Traktat o obieraniu marchwi

Jako kilkunastoletnia dziewczyna tańczyłam boso przy tym samym piecu. Który to mógł być rok? – zastanawia się pani Stefania, dokładając węgla do ognia. – Nie aż tak dawno, chyba 1957.

– Działamy jak porządna firma, wszystko musi być zorganizowane i zaplanowane, nie możemy sobie pozwolić na spontaniczność – mówi Kasia. – Kiedy wychodzę rano do pracy, Karolka przejmuje mąż. Przed 9.00 przychodzi opiekunka i Maciek może jechać do radia. Ja staram się być w domu nie później niż o 14.00. Zdarza się, że Maciek wraca o 22.00.

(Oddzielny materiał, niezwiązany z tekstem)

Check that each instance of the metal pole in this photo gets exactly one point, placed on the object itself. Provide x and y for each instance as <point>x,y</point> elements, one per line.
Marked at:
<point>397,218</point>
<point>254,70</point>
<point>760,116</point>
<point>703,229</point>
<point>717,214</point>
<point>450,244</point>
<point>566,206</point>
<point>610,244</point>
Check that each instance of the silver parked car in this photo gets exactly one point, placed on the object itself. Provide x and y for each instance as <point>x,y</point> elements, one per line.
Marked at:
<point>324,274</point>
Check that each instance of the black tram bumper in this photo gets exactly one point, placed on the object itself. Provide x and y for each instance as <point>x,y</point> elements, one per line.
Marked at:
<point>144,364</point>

Wyścig z czasem to domena ludzi młodych. Często zaczyna się zaraz po wyjściu z banku z pozytywną decyzją kredytową. Tych pozytywnych decyzji może być kilka: mieszkanie, samochód, lodówka. – Jesteśmy pokoleniem na dorobku – mówi Michałowski. – Ale tak naprawdę to nie praca się liczy, ale dzieci – uśmiecha się do Karolka.

Jak długo da się żyć na wysokich obrotach? – No właśnie – Michałowscy zgodnie potakują głowami, po czym do Maćka dzwoni ktoś z pracy, choć dochodzi 20.00. Kasia, trzymając synka na rękach, pochyla się nad kuchnią. Często gotuje tak, aby starczyło na dwa dni. Korzysta z półproduktów albo robi szybkie dania złożone z prostych składników. O krojeniu marchwi nie ma mowy.

Najwolniejsze ogniwo

– Jesteśmy coraz bardziej zabiegani – mówi Łukasz Krzyżanowski, doktorant socjologii na Uniwersytecie Warszawskim. – Faksy, telefony komórkowe i internet zapewniają szybki przepływ informacji. Procesy komunikacyjne, które trwały kiedyś kilka dni, a czasem i miesięcy, dziś załatwiamy jednym kliknięciem myszki. W sytuacji rozwoju technologicznego człowiek okazuje się najwolniejszym ogniwem. Aby nadążyć, musimy przyspieszyć – komentuje. Jeśli przyjęlibyśmy rozumowanie Krzyżanowskiego, oznaczałoby to, że im większy postęp cywilizacyjny, tym bardziej zabiegani ludzie.

Pewnie z szybkiego tempa życia bierze się sukces książek, które doczekały się ekranizacji. „Dom nad rozlewiskiem” bił do niedawna rekordy popularności, bo ukazuje powrót ze zwariowanego świata do domu na wsi, gdzie nad piecem suszy się dziurawiec, a komórka traci zasięg. O żadnej innej książce Katarzyny Grocholi nie było tak głośno jak o „Nigdy w życiu”. Tam również jest dom z kominkiem i śniadaniem na tarasie. Kolejny wydawniczy przykład to „Pod słońcem Toskanii”. Książka zdobyła międzynarodowy rozgłos, choć prawie połowę zajmują przepisy kulinarne. Nic tylko wydawać książki kucharskie na temat krojenia warzyw i sposobu ich przyrządzania.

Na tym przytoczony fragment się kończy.